Die Ablösung des Nacherbenrechts durch Zahlung eines Geldbetrags an den Nacherben ist jedoch keine Nachlassverbindlichkeit, da sie nicht durch den Erblasser begründet wurde, sondern durch eine Vereinbarung zwischen Vorerbe und Nacherbe nach dem Erbfall.
Argumentation
Der BFH führte aus, dass eine Nachlassverbindlichkeit nur dann vorliegt, wenn die Verbindlichkeit bereits beim Tod des Erblassers besteht oder durch dessen Verfügung begründet wird. Die Zahlung zur Ablösung des Nacherbenrechts entsteht jedoch erst anschließend im Rahmen der Auseinandersetzung zwischen Vorerbe und Nacherbe.
Weiterhin stellte das Gericht heraus, dass der Vorerbe grundsätzlich Eigentümer des Nachlasses wird, aber mit der Pflicht belastet ist, das Nacherbenrecht zu respektieren. Eine Ablösung dieses Rechts durch Zahlung ist eine einvernehmliche Regelung zwischen den Erben und betrifft nicht die Nachlassverbindlichkeiten.
Somit mindert die Zahlung nicht die Nachlassmasse und kann daher nicht als Nachlassverbindlichkeit berücksichtigt werden. Dies hat auch Auswirkungen auf die erbschaftsteuerliche Bewertung, da der Nachlasswert nicht um die Vorerbenzahlung reduziert wird.
Bedeutung für die Praxis
Das Urteil hat große praktische Relevanz für Erben, Nachlassverwalter und Steuerberater:
- Nachlassplanung: Die Entscheidung verdeutlicht, dass Ablösungszahlungen an Nacherben nicht die Nachlassmasse mindern und daher sorgfältig bei der Nachlassplanung berücksichtigt werden müssen.
- Erbschaftsteuer: Für die Erbschaftsteuer bedeutet das, dass solche Zahlungen den steuerpflichtigen Nachlasswert nicht reduzieren.

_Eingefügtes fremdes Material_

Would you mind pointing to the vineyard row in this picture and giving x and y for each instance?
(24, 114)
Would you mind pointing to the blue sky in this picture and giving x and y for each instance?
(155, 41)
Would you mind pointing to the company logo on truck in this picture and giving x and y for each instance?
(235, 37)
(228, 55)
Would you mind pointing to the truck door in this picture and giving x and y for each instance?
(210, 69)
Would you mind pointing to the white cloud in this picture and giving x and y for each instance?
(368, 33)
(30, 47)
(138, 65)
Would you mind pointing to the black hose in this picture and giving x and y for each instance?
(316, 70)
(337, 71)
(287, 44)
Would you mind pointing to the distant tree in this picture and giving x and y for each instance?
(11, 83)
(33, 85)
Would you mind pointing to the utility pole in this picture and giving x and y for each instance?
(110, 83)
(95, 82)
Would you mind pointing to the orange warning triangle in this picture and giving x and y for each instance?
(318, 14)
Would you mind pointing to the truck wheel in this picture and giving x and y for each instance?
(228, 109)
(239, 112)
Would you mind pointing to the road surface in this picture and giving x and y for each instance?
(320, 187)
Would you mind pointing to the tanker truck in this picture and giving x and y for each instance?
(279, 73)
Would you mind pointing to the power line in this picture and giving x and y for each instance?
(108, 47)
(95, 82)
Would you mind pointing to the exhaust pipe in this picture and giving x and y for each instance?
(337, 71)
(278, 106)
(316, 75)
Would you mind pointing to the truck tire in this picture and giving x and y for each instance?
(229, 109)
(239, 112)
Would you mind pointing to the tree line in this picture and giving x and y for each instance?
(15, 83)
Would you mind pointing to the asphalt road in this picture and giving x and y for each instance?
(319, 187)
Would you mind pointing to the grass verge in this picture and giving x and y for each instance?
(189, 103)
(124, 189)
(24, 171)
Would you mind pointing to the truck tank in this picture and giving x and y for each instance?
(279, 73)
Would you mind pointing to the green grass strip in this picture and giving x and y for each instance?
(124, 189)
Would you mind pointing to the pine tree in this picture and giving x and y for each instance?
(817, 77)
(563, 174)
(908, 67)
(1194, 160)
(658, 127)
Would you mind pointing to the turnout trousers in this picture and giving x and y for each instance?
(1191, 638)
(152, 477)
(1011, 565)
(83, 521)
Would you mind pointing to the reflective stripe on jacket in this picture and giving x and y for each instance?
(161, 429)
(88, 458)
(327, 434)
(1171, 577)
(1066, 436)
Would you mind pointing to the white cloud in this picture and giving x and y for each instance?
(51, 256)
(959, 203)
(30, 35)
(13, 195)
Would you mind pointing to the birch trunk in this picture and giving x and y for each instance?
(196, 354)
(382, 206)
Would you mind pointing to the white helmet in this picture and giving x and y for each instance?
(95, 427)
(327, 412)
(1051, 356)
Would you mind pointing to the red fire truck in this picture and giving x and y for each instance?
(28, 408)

Steuerpflichtige sollten dies bei der Steuererklärung beachten und gegebenenfalls steuerliche Beratung einholen.
- Vertragliche Gestaltung: Es empfiehlt sich, Ablösungsvereinbarungen zwischen Vorerbe und Nacherbe klar und schriftlich zu regeln, um spätere Streitigkeiten zu vermeiden.
- Rechtssicherheit: Das Urteil schafft Klarheit über die Abgrenzung zwischen Nachlassverbindlichkeiten und zivilrechtlichen Vereinbarungen zwischen Erben und erleichtert die Nachlassabwicklung.
Betroffene sollten daher bei der Auseinandersetzung zwischen Vorerben und Nacherben die zivilrechtlichen Grundlagen und die steuerlichen Folgen genau prüfen und gegebenenfalls anwaltliche oder steuerliche Beratung in Anspruch nehmen.
Fazit: Das BFH-Urteil II R 88/92 vom 23.08.1995 stellt klar, dass eine Vorerbenzahlung zur Ablösung des Nacherbenrechts keine Nachlassverbindlichkeit ist. Dies ist sowohl zivilrechtlich als auch erbschaftsteuerlich von großer Bedeutung und sollte bei der Nachlassregelung dringend berücksichtigt werden.